An infinite sequence is normal if all strings of equal length occur with equal asymptotic frequency.

Formally, let $\Sigma$ be a finite alphabet of $b$ digits. Let $S$ be an infinite sequence and $\omega$ a finite nonempty sequence, both over $\Sigma$, i.e., $S\in\Sigma^\infty$ and $\omega\in\Sigma^*$. Define $N_S(\omega, n)$ to be the number of times the string $\omega$ appears as a substring in the first $n$ digits of the sequence $S$. $S$ is normal if for all finite strings $\omega\in\Sigma^*$,

$$
\lim_{n\rightarrow\infty}{N_S(\omega,n)\over n}={1 \over b^{\left|\omega\right|}}
$$

Or you can find the definition here: http://en.wikipedia.org/wiki/Normal_number

The webpage in wiki above also states a property of normal sequences: "A sequence is normal if and only if every block of equal length appears with equal frequency. (A block of length $k$ is a substring of length $k$ appearing at a position in the sequence that is a multiple of k: e.g. the first length-$k$ block in $S$ is $S[1..k]$, the second length-$k$ block is $S[k+1..2k]$, etc.)"

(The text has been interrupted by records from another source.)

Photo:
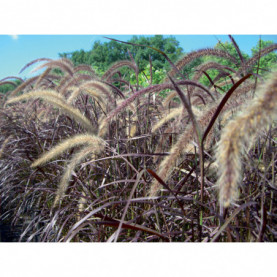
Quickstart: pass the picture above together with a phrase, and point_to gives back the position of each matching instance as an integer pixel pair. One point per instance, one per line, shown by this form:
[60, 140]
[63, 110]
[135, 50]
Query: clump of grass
[239, 135]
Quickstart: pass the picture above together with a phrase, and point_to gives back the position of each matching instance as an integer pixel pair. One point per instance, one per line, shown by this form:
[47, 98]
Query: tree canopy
[102, 55]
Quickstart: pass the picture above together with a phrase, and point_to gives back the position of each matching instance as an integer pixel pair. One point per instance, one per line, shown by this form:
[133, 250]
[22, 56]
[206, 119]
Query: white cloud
[15, 37]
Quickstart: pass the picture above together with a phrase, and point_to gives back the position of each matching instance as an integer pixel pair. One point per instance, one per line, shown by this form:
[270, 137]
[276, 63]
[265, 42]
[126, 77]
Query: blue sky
[16, 51]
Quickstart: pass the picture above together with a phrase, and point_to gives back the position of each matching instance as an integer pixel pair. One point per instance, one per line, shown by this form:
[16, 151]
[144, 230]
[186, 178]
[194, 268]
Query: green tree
[267, 62]
[102, 55]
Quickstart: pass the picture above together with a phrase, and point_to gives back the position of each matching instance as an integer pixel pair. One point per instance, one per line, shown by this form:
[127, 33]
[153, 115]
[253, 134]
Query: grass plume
[238, 135]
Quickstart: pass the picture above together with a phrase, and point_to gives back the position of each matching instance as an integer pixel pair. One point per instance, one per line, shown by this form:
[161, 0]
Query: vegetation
[115, 146]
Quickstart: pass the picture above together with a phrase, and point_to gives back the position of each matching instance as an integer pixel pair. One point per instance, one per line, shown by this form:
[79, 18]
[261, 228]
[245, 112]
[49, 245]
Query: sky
[18, 50]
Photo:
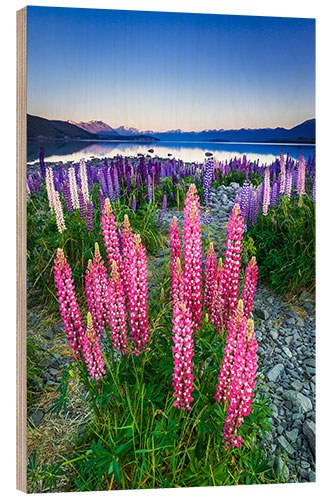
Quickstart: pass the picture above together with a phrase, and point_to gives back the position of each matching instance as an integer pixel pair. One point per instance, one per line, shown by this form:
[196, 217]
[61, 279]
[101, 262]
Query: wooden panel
[21, 240]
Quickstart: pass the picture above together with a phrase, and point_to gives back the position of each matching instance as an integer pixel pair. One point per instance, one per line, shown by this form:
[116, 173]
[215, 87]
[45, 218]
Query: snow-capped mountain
[95, 127]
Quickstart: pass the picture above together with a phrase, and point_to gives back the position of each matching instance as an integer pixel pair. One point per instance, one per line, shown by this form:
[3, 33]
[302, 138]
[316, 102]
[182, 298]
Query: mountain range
[304, 132]
[97, 130]
[40, 128]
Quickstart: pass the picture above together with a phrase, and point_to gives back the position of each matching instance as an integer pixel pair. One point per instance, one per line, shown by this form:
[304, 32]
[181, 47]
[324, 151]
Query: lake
[187, 151]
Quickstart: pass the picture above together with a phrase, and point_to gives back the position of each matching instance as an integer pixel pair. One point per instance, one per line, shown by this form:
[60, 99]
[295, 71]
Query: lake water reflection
[187, 151]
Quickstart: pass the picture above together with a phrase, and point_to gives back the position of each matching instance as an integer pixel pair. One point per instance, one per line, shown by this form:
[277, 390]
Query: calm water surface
[187, 151]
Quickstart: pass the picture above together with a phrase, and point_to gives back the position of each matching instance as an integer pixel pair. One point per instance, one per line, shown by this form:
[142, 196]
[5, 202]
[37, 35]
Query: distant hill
[56, 129]
[95, 127]
[304, 132]
[41, 128]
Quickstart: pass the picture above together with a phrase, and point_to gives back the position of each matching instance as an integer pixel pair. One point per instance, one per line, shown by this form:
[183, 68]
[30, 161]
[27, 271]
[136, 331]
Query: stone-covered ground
[286, 357]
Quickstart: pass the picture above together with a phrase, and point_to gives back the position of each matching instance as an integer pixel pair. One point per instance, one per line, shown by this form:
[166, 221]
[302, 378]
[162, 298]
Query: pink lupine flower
[84, 180]
[289, 183]
[138, 295]
[59, 212]
[117, 311]
[110, 237]
[241, 390]
[267, 192]
[175, 247]
[73, 187]
[127, 241]
[229, 282]
[301, 175]
[282, 174]
[235, 337]
[249, 288]
[182, 355]
[192, 256]
[92, 352]
[177, 285]
[210, 279]
[96, 291]
[68, 305]
[215, 316]
[50, 189]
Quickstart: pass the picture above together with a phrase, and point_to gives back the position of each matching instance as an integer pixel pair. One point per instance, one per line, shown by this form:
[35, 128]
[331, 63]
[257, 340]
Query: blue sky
[160, 71]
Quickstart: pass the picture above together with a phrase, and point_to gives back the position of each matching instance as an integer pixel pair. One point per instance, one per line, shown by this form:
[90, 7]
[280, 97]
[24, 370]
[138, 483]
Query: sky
[160, 71]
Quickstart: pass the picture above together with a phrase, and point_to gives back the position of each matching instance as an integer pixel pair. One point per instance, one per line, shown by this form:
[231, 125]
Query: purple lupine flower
[67, 194]
[90, 212]
[207, 187]
[101, 200]
[162, 211]
[313, 189]
[134, 203]
[110, 184]
[103, 183]
[244, 201]
[128, 182]
[116, 184]
[83, 208]
[137, 181]
[150, 190]
[41, 162]
[274, 194]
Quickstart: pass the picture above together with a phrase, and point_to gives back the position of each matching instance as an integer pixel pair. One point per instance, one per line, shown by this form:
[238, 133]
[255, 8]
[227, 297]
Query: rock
[273, 333]
[297, 385]
[48, 335]
[287, 351]
[58, 328]
[298, 399]
[285, 445]
[36, 418]
[310, 362]
[305, 296]
[312, 476]
[275, 372]
[309, 430]
[282, 469]
[292, 435]
[261, 313]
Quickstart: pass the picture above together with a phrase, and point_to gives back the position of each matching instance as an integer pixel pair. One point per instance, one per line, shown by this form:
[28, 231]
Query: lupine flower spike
[117, 311]
[229, 283]
[68, 305]
[110, 237]
[92, 352]
[192, 256]
[267, 192]
[175, 248]
[96, 290]
[182, 355]
[138, 295]
[210, 279]
[249, 287]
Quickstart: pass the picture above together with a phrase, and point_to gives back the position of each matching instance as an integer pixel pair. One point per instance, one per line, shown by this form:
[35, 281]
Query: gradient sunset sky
[160, 71]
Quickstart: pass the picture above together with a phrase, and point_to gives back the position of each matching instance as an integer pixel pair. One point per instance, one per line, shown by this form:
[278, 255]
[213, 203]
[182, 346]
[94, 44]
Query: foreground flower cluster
[283, 178]
[224, 309]
[110, 299]
[117, 299]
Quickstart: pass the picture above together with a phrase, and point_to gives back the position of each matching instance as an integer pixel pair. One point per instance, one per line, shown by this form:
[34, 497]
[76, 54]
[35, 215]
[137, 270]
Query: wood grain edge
[21, 250]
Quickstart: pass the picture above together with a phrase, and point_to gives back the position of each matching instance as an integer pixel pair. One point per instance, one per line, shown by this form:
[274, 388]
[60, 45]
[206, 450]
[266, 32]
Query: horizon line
[183, 131]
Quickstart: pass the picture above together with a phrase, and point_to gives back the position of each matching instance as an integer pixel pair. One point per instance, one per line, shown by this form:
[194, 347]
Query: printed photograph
[171, 194]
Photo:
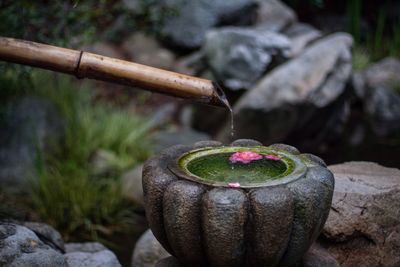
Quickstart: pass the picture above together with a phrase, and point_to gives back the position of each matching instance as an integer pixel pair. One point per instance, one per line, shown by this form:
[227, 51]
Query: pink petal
[272, 157]
[234, 185]
[244, 157]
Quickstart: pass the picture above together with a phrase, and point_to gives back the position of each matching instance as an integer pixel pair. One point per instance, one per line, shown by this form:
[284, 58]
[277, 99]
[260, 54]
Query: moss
[219, 170]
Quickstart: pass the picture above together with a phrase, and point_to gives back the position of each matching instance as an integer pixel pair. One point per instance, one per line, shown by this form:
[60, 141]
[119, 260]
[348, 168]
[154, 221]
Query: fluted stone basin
[207, 209]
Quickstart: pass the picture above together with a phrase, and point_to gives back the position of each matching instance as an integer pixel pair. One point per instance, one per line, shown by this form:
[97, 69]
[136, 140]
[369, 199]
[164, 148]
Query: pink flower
[234, 185]
[244, 157]
[272, 157]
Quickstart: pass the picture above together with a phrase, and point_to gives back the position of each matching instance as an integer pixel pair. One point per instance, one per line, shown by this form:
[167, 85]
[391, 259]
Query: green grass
[73, 194]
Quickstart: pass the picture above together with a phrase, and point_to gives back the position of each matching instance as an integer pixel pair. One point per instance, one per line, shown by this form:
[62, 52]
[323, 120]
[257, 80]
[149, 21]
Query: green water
[218, 168]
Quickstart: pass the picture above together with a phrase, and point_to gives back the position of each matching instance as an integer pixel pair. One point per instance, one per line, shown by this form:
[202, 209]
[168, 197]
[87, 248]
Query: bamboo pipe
[93, 66]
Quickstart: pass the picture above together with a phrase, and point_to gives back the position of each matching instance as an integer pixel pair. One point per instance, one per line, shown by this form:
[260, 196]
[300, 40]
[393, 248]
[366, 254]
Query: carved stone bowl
[266, 217]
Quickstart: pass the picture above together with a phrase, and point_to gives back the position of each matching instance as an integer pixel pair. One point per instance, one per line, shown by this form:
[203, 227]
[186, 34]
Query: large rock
[273, 15]
[300, 36]
[144, 49]
[192, 18]
[20, 247]
[363, 228]
[291, 97]
[148, 251]
[375, 87]
[30, 126]
[90, 254]
[47, 235]
[239, 56]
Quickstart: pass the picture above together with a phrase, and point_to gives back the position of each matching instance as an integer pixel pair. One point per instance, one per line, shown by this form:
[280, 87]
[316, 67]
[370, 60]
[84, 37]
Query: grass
[72, 193]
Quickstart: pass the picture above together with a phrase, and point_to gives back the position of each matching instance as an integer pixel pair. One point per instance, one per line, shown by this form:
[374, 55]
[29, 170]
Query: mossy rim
[294, 166]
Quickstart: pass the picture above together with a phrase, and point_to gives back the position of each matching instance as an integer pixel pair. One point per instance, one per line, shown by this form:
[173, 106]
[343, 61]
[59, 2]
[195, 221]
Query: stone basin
[207, 209]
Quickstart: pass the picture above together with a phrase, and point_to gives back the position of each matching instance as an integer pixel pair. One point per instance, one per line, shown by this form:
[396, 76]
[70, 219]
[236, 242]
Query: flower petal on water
[272, 157]
[234, 185]
[244, 157]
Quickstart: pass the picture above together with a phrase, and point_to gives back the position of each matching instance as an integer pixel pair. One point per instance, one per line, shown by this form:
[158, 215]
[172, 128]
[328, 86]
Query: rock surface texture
[148, 251]
[273, 15]
[187, 28]
[363, 227]
[239, 56]
[90, 254]
[21, 247]
[291, 96]
[222, 226]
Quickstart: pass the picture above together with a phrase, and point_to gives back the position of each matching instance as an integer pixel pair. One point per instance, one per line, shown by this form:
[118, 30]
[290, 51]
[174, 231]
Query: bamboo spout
[93, 66]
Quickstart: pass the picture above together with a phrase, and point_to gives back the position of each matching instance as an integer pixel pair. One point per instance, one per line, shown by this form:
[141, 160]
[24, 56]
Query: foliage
[70, 194]
[74, 23]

Wiki gives me the reference. More specifically, it says this result was made explicit in the work of Bourke, Hitchcock, and Vinodchandran (2005). But I cannot figure out which theorems in the reference imply this property and how they do. 

This "block characterization of normality" seems a natural property and should be easy to prove, but so far I still have difficulties in proving the "only if" direction. On the other hand this result seems important as it implies several other properties (see wiki). One paper I read about the connections between normal sequences and finite automata also relies on this result.

So I will be grateful if someone can help.